Hi
I have registered custom backend in pytorch 2.0 and running GPT-J model for both inductor and custom backed named ABCD.
tokenizer = AutoTokenizer.from_pretrained("hf-internal-testing/tiny-random-gptj")
model = GPTJForCausalLM.from_pretrained("hf-internal-testing/tiny-random-gptj")
inputs = tokenizer("Hello, my dog is cute", return_tensors="pt")
outputs = model(**inputs, labels=inputs["input_ids"])

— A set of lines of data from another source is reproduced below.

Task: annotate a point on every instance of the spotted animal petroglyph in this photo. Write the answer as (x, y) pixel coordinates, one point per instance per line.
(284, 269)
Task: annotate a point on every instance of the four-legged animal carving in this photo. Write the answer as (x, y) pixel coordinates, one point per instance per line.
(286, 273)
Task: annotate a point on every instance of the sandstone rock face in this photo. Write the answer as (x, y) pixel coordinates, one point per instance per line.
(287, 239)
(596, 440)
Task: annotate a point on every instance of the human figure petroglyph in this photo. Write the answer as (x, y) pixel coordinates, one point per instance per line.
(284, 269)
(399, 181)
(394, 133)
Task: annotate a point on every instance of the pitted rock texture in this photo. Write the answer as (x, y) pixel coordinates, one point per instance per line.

input_ids = inputs["input_ids"]
start_time = time.time()
print("cpu.................")
fn_cpu = torch.compile(model.generate,backend="inductor")
with torch.no_grad():
output_cpu = fn_cpu(input_ids, do_sample=True, temperature=0.9, max_length=200)
print(output_cpu)
print("--- %s pytorch with compile CPU seconds ---" % (time.time() - start_time))
torch._dynamo.reset()
Above same code i ran it for backend ABC
now I am capturing fx grahp for both the backends
For Inductor you can see below code
def __call__(self, model_, inputs_):
from torch._inductor.compile_fx import compile_fx
print("CPU Graphs")
model_ir = model_.print_readable(print_output=False)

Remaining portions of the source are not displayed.